‘The Sopranos’ ended an eight-year, six-season run Sunday with a finale that has the fans brewing.
I know, I don’t regularly follow Sopranos on here. I used to watch it religiously, but sometime around the third season when the show went on its first super-long hiatus, I stopped subscribing to HBO, and never could get caught back up. I did, however, go on a six-hour marathon over the weekend (by the way, when you watch several hours of ‘Sopranos’, you inadvertantly become quite the potty-mouth. FYI) and got caught up on what’s been going on with the show since it returned for these last episodes, so that I could be prepared for the end of a show that really changed television drama.

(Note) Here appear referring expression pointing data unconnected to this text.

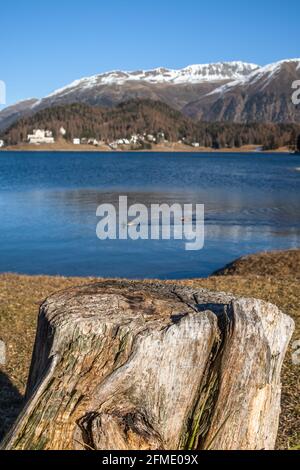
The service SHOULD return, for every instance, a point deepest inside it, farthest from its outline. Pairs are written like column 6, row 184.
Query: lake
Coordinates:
column 48, row 205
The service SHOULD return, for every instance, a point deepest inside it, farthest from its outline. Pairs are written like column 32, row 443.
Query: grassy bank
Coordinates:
column 274, row 277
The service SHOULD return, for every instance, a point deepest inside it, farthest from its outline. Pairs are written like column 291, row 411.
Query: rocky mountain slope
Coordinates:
column 265, row 95
column 225, row 91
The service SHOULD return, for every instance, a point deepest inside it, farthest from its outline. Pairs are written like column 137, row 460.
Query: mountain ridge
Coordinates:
column 224, row 91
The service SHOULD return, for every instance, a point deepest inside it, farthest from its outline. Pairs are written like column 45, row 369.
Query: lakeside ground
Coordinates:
column 274, row 277
column 64, row 146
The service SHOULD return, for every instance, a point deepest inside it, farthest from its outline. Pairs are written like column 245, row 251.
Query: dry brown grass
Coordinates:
column 20, row 297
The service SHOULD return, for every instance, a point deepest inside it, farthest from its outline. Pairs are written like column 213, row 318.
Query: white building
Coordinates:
column 41, row 136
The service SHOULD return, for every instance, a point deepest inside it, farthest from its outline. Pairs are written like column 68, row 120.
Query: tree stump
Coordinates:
column 122, row 365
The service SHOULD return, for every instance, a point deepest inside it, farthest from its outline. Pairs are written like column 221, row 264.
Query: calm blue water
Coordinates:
column 48, row 207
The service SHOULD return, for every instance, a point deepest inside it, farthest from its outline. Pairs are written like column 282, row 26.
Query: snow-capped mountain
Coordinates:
column 264, row 95
column 230, row 91
column 191, row 74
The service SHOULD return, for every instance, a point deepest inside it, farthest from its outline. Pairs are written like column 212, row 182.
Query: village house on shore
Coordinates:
column 41, row 136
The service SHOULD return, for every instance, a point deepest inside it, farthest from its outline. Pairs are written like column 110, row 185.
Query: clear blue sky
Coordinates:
column 45, row 45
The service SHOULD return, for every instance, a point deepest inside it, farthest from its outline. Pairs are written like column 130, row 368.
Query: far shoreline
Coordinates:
column 163, row 148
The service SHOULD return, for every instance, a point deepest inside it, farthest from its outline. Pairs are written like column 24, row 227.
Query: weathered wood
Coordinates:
column 120, row 365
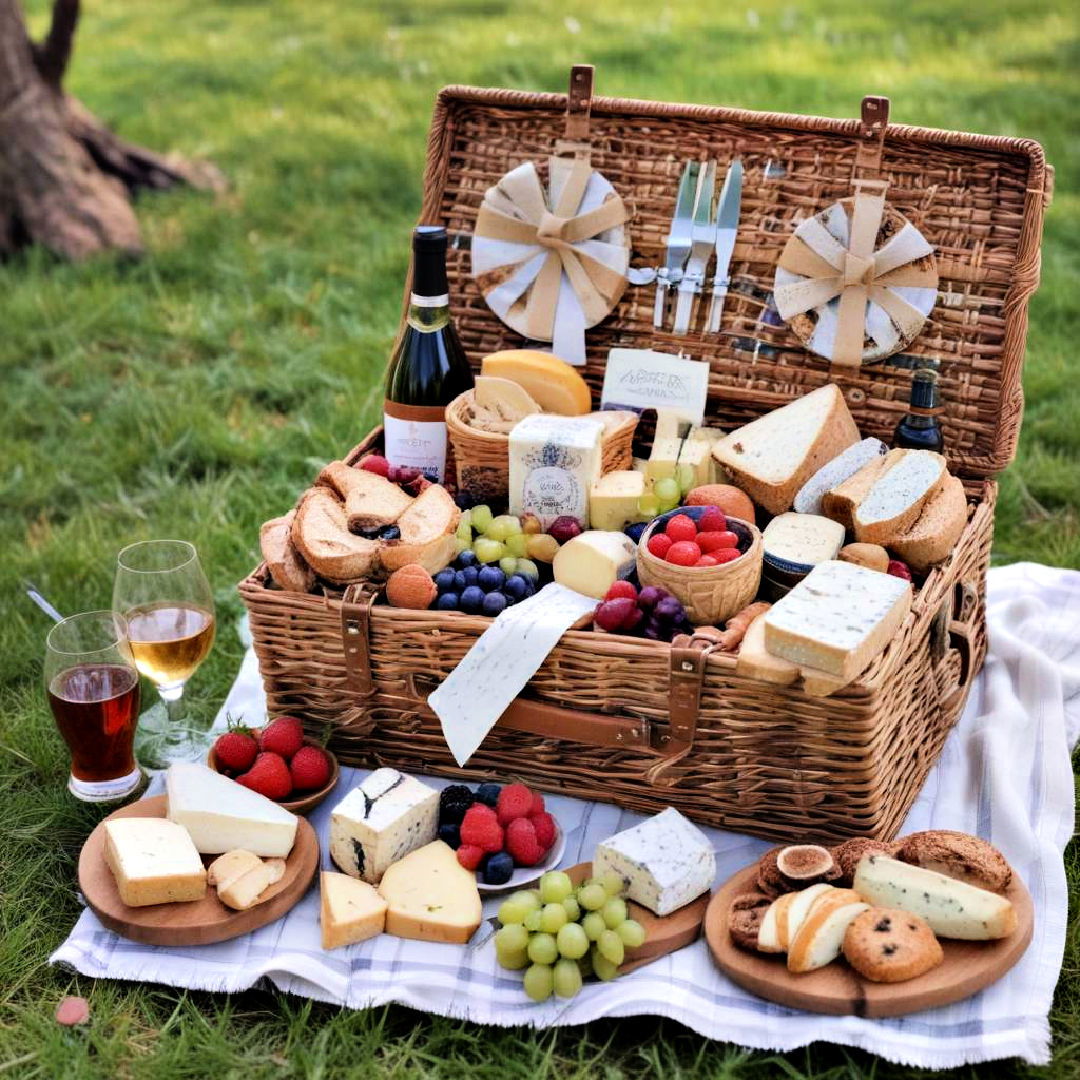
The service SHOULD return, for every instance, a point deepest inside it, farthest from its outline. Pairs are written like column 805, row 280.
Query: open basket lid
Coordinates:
column 979, row 200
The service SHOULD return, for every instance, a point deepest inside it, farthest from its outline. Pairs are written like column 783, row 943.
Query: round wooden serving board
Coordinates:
column 197, row 921
column 662, row 935
column 839, row 990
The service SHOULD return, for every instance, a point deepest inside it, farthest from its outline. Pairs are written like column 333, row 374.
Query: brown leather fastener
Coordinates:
column 355, row 626
column 579, row 102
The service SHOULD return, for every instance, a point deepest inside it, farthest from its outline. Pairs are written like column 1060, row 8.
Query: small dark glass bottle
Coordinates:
column 919, row 430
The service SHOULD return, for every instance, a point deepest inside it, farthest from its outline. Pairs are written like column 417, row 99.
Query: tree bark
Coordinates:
column 65, row 178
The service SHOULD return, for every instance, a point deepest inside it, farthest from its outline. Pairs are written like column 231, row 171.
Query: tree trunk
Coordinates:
column 66, row 179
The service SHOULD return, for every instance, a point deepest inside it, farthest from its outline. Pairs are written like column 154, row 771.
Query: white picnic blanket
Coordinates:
column 1004, row 774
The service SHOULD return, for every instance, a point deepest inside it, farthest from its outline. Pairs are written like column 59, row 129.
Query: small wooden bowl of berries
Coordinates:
column 278, row 761
column 707, row 561
column 503, row 833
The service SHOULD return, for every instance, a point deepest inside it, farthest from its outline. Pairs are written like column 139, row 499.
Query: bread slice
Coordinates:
column 932, row 538
column 321, row 535
column 283, row 561
column 427, row 528
column 894, row 502
column 772, row 457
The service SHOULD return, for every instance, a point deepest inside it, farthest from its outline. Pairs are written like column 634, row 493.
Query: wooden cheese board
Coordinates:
column 662, row 935
column 839, row 990
column 196, row 922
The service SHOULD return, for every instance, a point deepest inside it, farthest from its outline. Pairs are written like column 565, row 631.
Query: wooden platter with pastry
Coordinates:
column 872, row 929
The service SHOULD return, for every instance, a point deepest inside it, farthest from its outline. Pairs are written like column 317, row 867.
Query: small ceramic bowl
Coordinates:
column 298, row 801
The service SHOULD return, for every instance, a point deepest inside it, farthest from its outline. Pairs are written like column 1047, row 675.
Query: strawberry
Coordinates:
column 235, row 750
column 269, row 777
column 283, row 736
column 310, row 768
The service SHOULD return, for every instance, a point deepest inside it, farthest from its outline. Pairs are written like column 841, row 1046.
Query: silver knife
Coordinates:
column 727, row 226
column 679, row 240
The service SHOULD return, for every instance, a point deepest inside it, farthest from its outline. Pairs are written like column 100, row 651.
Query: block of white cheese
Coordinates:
column 838, row 618
column 666, row 862
column 592, row 562
column 153, row 861
column 612, row 502
column 802, row 540
column 953, row 908
column 554, row 461
column 383, row 819
column 431, row 896
column 351, row 910
column 221, row 814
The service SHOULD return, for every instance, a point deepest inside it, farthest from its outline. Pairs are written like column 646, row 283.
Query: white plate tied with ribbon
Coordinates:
column 551, row 265
column 858, row 281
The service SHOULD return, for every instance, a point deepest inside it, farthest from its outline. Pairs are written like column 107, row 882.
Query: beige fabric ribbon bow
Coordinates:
column 552, row 264
column 815, row 267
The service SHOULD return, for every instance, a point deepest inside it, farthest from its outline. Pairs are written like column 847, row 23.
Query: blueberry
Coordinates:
column 498, row 868
column 488, row 794
column 490, row 578
column 495, row 604
column 472, row 599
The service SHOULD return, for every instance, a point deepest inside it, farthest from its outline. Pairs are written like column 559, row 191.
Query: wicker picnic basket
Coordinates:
column 647, row 725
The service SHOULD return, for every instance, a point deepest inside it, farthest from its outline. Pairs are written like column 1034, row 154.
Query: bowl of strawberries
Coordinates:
column 279, row 761
column 710, row 562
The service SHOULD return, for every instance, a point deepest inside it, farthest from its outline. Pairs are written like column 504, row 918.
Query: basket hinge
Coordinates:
column 355, row 626
column 875, row 119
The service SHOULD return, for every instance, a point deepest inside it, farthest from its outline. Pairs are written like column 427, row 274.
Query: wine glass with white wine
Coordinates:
column 163, row 594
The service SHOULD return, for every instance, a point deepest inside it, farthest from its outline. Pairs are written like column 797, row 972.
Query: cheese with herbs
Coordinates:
column 666, row 862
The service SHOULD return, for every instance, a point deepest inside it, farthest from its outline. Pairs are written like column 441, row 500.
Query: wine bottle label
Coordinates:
column 415, row 437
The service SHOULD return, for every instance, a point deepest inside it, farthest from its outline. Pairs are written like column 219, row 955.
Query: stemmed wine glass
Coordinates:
column 93, row 691
column 165, row 598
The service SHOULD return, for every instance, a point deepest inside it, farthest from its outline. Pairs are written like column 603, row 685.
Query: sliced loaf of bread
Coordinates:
column 894, row 501
column 772, row 457
column 934, row 534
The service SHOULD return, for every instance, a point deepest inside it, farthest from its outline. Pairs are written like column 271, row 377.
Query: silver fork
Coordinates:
column 679, row 240
column 703, row 238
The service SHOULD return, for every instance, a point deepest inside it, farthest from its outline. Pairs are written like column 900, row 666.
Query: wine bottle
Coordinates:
column 919, row 430
column 429, row 367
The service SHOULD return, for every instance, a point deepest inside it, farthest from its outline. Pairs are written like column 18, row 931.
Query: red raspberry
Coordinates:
column 712, row 521
column 283, row 736
column 470, row 855
column 684, row 553
column 310, row 768
column 481, row 828
column 269, row 777
column 545, row 828
column 522, row 842
column 621, row 589
column 515, row 800
column 659, row 544
column 682, row 527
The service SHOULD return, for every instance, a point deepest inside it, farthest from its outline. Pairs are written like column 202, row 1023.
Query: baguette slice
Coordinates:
column 932, row 538
column 321, row 535
column 772, row 457
column 894, row 502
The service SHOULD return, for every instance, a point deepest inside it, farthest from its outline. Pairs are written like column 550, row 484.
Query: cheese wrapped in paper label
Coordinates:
column 498, row 666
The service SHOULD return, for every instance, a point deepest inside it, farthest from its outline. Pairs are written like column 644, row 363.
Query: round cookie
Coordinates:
column 958, row 855
column 846, row 855
column 744, row 918
column 887, row 945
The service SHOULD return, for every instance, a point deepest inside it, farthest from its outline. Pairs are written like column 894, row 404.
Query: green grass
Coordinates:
column 194, row 392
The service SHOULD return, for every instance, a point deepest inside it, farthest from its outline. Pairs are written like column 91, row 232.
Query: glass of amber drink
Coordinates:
column 163, row 595
column 93, row 691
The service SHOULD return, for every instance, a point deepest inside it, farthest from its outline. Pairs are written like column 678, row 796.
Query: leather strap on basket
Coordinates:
column 355, row 626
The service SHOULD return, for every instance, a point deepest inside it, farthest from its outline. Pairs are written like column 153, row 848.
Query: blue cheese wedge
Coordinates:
column 838, row 618
column 665, row 862
column 386, row 818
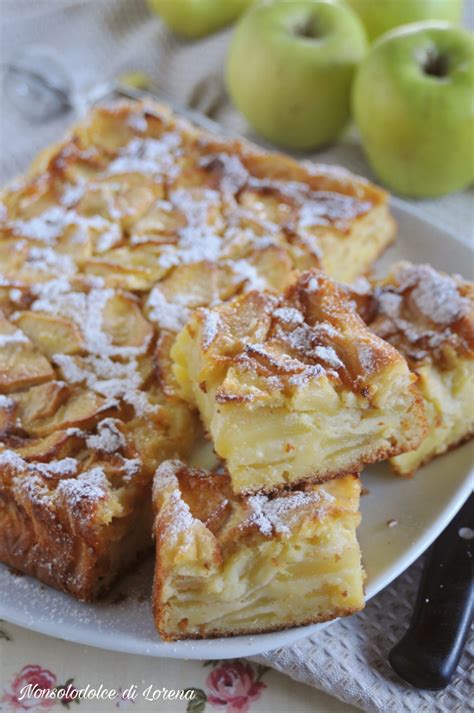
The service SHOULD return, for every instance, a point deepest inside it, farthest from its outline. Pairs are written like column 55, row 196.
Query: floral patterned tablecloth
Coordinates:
column 93, row 680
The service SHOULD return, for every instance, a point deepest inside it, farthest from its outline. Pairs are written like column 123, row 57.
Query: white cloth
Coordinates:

And, you know, I wasn’t terribly upset about the finale like so many others were…and maybe it was because I had the past few episodes fresh on my mind. For those of you who didn’t catch it, Tony and family are gathering to eat in a diner. Now, every viewer is expecting Tony to die at the end, and the show knows this, dwelling on each patron in the diner, making us wonder if that’s the guy that will do the deed. One guy, who is focused on several times, moves to the bathroom, recalling the scene in “The Godfather” when Michael does the same thing to retrieve a gun that is hidden there. Just as Tony is watching Meadow enter the restaraunt, the music, “Don’t Stop Believing”, drops, and the screen jarringly goes black for a good ten seconds before the credits roll.
At face value, there’s no closure. But you may recall a few episodes back, there was a statement made…”they say you never hear the shot that kills you”, or something like that. So, just my opinion, either the bathroom guy, or some other unassuming diner customer, took Tony out.
But don’t look for any official word from creator David Chase. He told the Star-Ledger of Newark:
“I have no interest in explaining, defending, reinterpreting, or adding to what is there…People get the impression that you’re trying to (mess) with them, and it’s not true. You’re trying to entertain them,” he said. “Anybody who wants to watch it, it’s all there.”
See, it’s all there.
Anyway, love it or hate it, Sunday saw the end of a television great. Sopranos…we’ll miss you.